Gaza: un ambitieux plan de reconstruction lancé par l’Égypte
C’est le moyen pour le pays d’Abdel Fattah al-Sissi de réaffirmer sur la scène internationale son rôle essentiel au Proche-Orient. Le Caire a promis de débloquer 500 millions de dollars pour Gaza. Une somme colossale pour l’Égypte.
Les télévisions égyptiennes se plaisent à diffuser des portraits du président Abdel Fattah al-Sissi qui ont fleuri à Gaza, rapporte notre correspondant au Caire, Alexandre Buccianti. En parvenant à établir une trêve entre le Hamas et Israël le 21 mai après onze jours d’une nouvelle guerre entre l’enclave palestinienne et Israël, le président égyptien a réussi à s’imposer comme un acteur régional incontournable auprès des Occidentaux, et surtout de son homologue américain Joe Biden, qui le critiquait encore récemment sur la situation des droits de l’homme dans le pays.

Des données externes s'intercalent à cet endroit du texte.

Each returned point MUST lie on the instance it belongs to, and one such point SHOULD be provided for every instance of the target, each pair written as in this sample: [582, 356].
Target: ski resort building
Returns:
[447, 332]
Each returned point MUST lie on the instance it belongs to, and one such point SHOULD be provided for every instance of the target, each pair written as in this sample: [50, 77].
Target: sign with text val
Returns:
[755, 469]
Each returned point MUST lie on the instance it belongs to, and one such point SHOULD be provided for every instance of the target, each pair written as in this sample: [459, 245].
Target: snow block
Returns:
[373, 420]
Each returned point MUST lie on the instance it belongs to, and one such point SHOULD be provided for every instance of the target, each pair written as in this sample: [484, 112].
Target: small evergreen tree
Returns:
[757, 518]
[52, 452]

Cet activisme diplomatique égyptien pour régler ce conflit est venu couronner des efforts diplomatiques de longue haleine menés par Le Caire pour recouvrer son rôle régional, après des années de marginalisation diplomatique liée à l’instabilité politique ayant suivi le soulèvement populaire de 2011.
Pour consolider ce rôle retrouvé au-delà de la trêve, l’Égypte va débloquer 500 millions de dollars pour reconstruire l’enclave palestinienne, où vivent entassées quelque deux millions de personnes sous blocus israélien depuis près de quinze ans. À ce plan égyptien s’ajoute plusieurs centaines de millions de dollars de la part des pays du Golfe.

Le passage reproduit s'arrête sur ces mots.